By Damon Poeter
24 July 2007 07:57AM
Tags: vendors | team | benchmarking | virtualization

VMware's VMmark release marks achievement of first of nine milestones in 11-vendor SPEC benchmarking project.

VMware has released VMmark, the first iteration of a virtualization benchmarking project involving 10 other key vendors under the aegis of the Standard Performance Evaluation Corporation (SPEC).

VMware collaborated on the project with AMD, Dell, Fujitsu Siemens, Hewlett-Packard, Intel, IBM, Microsoft, Red Hat, Sun Microsystems and SWsoft in a working group formed last October by SPEC, a standards body for performance benchmarks.
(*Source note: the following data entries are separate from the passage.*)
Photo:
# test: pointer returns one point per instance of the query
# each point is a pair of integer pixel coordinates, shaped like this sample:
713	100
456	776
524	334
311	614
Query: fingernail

The release of VMmark, a benchmark system for measuring the performance of applications running in virtualised environments, comes after the achievement of the group's investigatory phase, the first of nine milestones in SPEC's rigorous benchmarking process, said Andrea Eubanks, VMware's senior director of enterprise and technical marketing.
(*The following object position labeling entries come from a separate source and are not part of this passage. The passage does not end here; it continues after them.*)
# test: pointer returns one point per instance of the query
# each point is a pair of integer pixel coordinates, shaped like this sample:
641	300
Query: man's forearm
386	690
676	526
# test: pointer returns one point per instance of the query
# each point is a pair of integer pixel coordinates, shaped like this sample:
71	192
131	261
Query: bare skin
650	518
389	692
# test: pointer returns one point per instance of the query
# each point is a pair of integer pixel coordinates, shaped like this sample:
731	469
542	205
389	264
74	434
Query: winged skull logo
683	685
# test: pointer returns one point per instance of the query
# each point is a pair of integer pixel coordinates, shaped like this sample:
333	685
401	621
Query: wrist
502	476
VMware launched the benchmarking project to get answers for key questions about how to best run a virtualized environment, she said. "For example, our partners need to know, 'What's the best practice for the number of machines I can run on a virtual platform?' We've been working on answering this for years," Eubanks said.
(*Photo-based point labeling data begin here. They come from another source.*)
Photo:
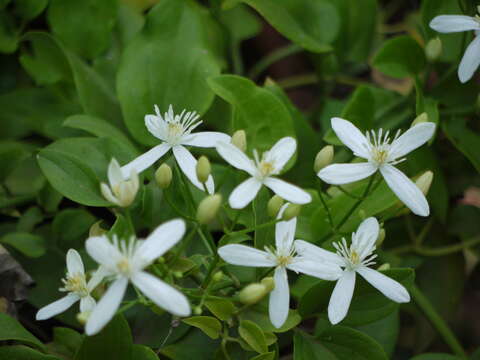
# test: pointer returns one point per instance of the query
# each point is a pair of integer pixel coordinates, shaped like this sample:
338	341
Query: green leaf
11	329
168	62
310	24
253	335
113	342
400	57
95	18
256	110
209	325
29	244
But with the process still in its first stages, friction between the participating vendors is already evident. While open source operating systems can be readily packaged as virtual appliances, the same can't be said for Windows due to licensing restrictions, Eubanks said. "But we expect users to pressure vendors with restrictive licensing schemes to open their licenses to allow this," she said. Asked if she was specifically referring to Microsoft, Eubanks said, "Yes. That's who I'm referring to."